Precision medicine initiatives link payer and provider

Personalized care efforts in population health are in the early stages, says Lili Brillstein.


Precision medicine will find new application to population health initiatives, but those efforts are early in the development process.



Payers and health systems will increasingly work together to apply precision medicine findings to different population health models.

There’s still a ways to go, says Lili Brillstein, director of episodes of care for the market innovations division of Horizon Blue Cross Blue Shield of New Jersey.

“We’re at the beginning of the evolution,” she says. “At Horizon, the work we’re doing in New Jersey puts us ahead of the pack. We’re committed to making some of these changes—it doesn’t mean we have it completely right, but we just have to do it. They’re not going to be right or perfect from the beginning.”

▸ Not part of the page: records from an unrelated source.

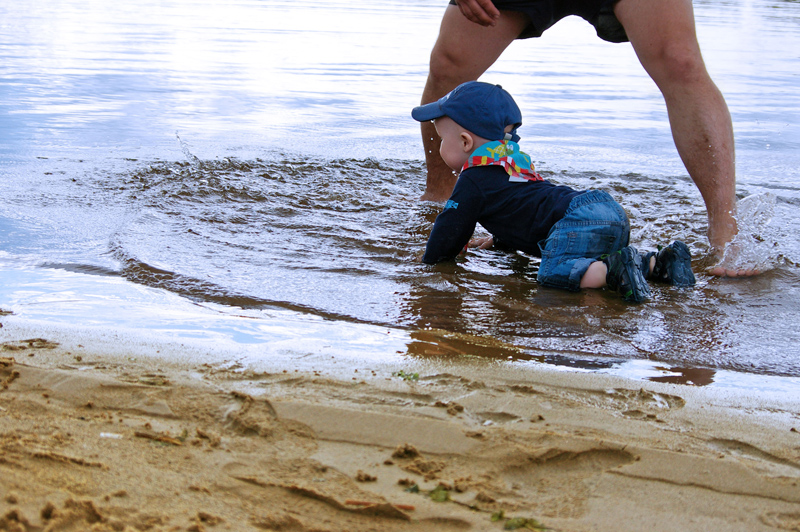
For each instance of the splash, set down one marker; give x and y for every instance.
(756, 247)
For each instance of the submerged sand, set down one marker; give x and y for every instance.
(92, 440)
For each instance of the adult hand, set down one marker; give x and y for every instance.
(481, 12)
(481, 242)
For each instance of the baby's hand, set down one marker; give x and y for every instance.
(481, 243)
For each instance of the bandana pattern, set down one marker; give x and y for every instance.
(505, 153)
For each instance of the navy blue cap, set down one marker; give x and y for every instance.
(481, 108)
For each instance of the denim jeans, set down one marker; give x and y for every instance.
(593, 225)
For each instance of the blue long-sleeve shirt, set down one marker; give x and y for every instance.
(517, 214)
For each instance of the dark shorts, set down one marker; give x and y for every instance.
(544, 13)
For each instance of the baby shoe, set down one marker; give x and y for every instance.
(673, 265)
(625, 274)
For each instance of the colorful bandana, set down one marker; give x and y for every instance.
(505, 153)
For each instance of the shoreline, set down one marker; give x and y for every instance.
(117, 432)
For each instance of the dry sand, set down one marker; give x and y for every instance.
(98, 441)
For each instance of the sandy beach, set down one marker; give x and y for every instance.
(92, 440)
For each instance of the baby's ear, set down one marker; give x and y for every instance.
(466, 142)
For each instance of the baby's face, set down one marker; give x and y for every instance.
(453, 150)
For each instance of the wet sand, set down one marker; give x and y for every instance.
(97, 440)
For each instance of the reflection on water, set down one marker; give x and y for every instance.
(259, 156)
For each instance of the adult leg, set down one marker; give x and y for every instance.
(663, 36)
(463, 51)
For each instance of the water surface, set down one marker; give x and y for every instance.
(261, 156)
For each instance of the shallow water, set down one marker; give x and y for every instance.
(262, 157)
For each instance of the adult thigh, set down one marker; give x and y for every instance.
(464, 50)
(663, 36)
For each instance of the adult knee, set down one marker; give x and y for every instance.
(678, 64)
(447, 71)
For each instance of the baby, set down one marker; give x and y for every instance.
(581, 236)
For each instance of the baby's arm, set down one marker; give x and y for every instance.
(454, 226)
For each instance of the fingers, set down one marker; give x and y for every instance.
(481, 12)
(720, 271)
(481, 243)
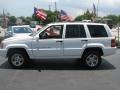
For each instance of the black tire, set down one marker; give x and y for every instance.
(18, 59)
(91, 60)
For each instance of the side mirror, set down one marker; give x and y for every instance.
(43, 36)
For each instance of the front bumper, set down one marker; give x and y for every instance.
(3, 53)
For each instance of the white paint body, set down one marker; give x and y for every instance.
(50, 48)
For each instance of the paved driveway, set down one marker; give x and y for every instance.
(61, 75)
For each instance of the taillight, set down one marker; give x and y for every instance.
(113, 43)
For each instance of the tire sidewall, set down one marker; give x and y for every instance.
(85, 62)
(23, 54)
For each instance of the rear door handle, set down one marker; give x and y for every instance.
(84, 40)
(59, 41)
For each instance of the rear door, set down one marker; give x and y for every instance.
(75, 40)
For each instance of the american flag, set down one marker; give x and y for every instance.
(64, 16)
(40, 13)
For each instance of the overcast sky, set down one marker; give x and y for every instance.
(72, 7)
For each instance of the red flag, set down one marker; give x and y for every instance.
(40, 13)
(64, 16)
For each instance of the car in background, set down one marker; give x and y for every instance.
(17, 31)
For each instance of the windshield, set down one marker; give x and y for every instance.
(22, 30)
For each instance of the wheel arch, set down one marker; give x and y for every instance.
(97, 49)
(16, 49)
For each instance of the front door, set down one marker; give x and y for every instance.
(75, 40)
(50, 43)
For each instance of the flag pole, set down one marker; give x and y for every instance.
(98, 8)
(56, 11)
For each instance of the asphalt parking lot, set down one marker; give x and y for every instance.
(61, 75)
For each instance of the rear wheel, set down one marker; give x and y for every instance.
(17, 59)
(92, 60)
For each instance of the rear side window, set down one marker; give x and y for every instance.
(75, 31)
(97, 31)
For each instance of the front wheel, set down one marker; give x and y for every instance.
(17, 59)
(92, 60)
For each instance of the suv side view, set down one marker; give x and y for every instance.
(87, 41)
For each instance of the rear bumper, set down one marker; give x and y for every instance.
(3, 52)
(109, 51)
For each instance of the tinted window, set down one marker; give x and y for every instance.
(22, 30)
(75, 31)
(97, 31)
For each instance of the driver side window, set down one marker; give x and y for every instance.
(52, 32)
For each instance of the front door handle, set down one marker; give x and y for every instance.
(84, 40)
(59, 41)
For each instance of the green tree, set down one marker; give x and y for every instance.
(12, 20)
(51, 17)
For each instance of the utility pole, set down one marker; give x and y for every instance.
(55, 6)
(98, 8)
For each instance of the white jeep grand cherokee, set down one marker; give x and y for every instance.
(87, 41)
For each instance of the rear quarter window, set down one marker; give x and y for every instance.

Brillstein is responsible for the overall direction, strategy, design and oversight of the Episodes of Care/Bundled Payment Program. When she joined Horizon in 2013, the Episodes program was still in pilot and included only total hip and total knee replacement episodes. Since then, the program has grown to include additional orthopedic episodes, obstetrics and gynecology, GI, cardiology, and oncology. She also plays a leadership role in the advancement of Horizon’s PCMH, ACO and other value-based models.

Brillstein and co-presenter Andrew L. Pecora, MD, will discuss early opportunities for precision medicine-guided population health at a session beginning at 2:30 p.m. on Thursday, June 8, at the Institute and Expo of America’s Health Insurance Plans in Austin, Texas.

In their session, Brillstein and Pecora—president and physician enterprise and chief innovations officer at Hackensack Meridian Health—will explore how their organizations are applying precision medicine to population health models for oncology care.

Both organizations are working jointly on value-based models they have developed and implemented to ensure collaboration between stakeholders, to deliver customized care to patients who have cancer diagnoses and to achieve success among all pillars of the triple aim.

Quality outcomes are where some of the best returns on investment are found, Brillstein says. “We need to talk about all three pillars of the triple aim, and changing the spirit of the relationship between payers and providers. It’s what we attribute a lot of our success to.”

The session will include the release of quantitative results that reflect the evolutionary nature and process required for success, says Pecora, who is also professor of medicine and oncology at Georgetown University.